Munson stepped through the French window and quietly approached her. "June," he asked, "do you happen to know where Daniel kept his revolver?"

June did not stir. She was beyond being startled. "I haven't the slightest idea, Scott?" she replied coldly.

"June," said Munson. "Look at me."

The girl raised her eyes to his.

"I'm working for Daniel in this."

"Do you mean that, Scott?"

"I'm the only one left to do it, and I'm going to get him off. He'll be a free man tomorrow."

"Oh, Scott, are you sure?" She was not much at giving a public demonstration of her feeling, but in this instance she was unable to keep the depth of her anxiety from showing itself in her voice.

"Unless my mind has gone all bad," replied Scott, "I'm fairly sure I'll be able to throw a large-sized monkey-wrench into the works."

"But things look pretty bad for him, don't they?"

"Couldn't look worse," was Munson's frank reply. "That's what gives me hope. There's such a thing as looking too damn guilty."

"He always keeps his revolver in the right-hand top drawer of the library desk," said June. "It was there only yesterday. I saw him handling the ugly thing and I made him put it away. Daniel is in no frame of mind to be handling dangerous weapons."

"Did anyone else see him handling that revolver?" Munson asked quickly.

"No," replied June. "That is, no one paid any special attention to him.

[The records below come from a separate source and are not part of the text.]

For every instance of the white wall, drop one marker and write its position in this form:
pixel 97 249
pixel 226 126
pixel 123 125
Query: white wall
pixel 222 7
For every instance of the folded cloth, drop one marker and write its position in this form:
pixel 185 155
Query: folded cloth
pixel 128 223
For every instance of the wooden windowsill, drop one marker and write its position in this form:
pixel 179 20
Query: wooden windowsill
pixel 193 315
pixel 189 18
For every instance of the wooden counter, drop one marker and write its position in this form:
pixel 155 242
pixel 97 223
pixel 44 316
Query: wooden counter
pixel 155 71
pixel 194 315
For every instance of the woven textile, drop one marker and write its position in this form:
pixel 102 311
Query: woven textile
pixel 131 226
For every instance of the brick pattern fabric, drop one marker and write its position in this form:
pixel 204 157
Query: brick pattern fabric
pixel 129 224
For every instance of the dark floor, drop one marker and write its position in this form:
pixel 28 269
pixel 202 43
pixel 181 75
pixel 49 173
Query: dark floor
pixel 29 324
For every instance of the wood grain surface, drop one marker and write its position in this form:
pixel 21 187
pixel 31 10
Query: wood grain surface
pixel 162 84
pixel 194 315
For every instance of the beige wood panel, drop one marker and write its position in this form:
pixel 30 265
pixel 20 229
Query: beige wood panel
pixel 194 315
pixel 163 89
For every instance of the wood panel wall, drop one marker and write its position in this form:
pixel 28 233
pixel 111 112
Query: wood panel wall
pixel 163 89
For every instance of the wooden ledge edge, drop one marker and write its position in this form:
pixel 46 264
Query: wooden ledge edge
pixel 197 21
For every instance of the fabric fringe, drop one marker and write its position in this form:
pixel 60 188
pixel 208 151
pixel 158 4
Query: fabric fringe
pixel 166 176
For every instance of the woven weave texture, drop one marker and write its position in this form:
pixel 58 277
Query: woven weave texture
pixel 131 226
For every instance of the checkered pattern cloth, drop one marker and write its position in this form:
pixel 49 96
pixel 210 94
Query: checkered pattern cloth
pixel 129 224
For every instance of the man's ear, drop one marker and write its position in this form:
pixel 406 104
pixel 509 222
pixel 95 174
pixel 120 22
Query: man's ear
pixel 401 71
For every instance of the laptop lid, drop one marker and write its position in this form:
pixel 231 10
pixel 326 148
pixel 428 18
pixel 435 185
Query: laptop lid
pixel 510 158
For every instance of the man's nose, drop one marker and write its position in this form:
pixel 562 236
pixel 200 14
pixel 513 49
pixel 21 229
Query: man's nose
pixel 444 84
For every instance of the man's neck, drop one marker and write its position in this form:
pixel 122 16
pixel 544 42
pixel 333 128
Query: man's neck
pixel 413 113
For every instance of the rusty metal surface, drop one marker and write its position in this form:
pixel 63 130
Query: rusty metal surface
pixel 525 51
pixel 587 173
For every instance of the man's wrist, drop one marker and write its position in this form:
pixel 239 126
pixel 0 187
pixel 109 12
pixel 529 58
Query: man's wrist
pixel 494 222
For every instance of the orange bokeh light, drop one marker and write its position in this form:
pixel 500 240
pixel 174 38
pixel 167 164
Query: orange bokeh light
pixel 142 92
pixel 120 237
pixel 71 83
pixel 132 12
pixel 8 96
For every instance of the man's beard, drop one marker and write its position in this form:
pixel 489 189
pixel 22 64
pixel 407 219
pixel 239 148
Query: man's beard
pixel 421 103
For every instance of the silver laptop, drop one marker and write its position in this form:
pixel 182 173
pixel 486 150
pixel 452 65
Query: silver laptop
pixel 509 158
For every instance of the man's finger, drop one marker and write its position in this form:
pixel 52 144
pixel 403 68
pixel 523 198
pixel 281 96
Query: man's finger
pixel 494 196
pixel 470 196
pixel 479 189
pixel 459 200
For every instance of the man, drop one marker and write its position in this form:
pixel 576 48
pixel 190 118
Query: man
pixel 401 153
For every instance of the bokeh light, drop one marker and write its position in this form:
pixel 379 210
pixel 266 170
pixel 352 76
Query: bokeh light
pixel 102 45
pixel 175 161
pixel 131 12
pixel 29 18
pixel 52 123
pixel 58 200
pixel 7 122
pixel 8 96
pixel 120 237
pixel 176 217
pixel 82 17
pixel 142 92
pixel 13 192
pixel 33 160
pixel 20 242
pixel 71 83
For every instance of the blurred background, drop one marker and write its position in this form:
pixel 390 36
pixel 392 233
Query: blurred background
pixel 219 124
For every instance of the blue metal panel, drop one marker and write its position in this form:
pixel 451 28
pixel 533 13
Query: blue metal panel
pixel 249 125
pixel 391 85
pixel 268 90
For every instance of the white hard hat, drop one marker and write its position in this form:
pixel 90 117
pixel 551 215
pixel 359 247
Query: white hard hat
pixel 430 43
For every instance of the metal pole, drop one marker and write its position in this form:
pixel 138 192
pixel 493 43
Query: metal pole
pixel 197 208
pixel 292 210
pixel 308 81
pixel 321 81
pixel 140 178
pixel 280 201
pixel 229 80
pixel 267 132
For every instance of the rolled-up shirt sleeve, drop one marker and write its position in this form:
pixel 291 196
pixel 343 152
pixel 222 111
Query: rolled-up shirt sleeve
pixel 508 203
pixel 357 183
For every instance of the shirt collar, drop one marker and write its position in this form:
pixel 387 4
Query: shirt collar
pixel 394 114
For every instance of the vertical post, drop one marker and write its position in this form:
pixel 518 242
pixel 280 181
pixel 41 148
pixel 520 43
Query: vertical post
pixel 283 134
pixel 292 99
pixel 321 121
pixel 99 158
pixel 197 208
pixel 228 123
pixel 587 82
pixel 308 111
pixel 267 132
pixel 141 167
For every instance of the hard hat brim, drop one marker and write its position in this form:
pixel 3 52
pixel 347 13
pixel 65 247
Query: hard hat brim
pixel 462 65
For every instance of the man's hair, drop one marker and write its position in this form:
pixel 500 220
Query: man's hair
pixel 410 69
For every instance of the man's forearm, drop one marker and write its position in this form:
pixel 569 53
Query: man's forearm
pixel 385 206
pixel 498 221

Lane Holt passed the door on his way upstairs. He just glanced in and kept on going."

"You'd swear to that?"

"Most certainly. Why not? It's a fact."

"Thanks, June," said Munson cheerfully. "You've done me a world of good. Also Daniel."

He returned to the desk in the library and sat down at it. For a long time he surveyed the smooth dark surface before him. There were the leather-tipped blotter, the scissors, and the paper-knife. Several books stood at one end, at the other a roll of blue-prints. Daniel was forever planning the building of something or other and not doing it. And there were the pens. Yes, there were the pens—three of them straying at random across the desk. Those pens. Munson became very still as he looked at them. There was something wrong about those pens. What was it? They looked lost and out of place. He never recalled having seen them that way before, or had he? Damned if he was sure. He reached out a hand and delicately felt the surface of the desk beyond the edge of the blotting paper. Something heavy had rested there once. There were faint scratches. He could feel them and he could see them. He closed his eyes and thought about the desk to the exclusion of everything else. There should be an inkstand. There always had been an inkstand, one with a place for the pens. Funny thing—with his eyes closed he could see it perfectly. There it was. A long flat slab of bronze pierced by two wells. And the base of the stand was grooved to accommodate three pens, to be specific, the three pens now lying in disorder on the desk.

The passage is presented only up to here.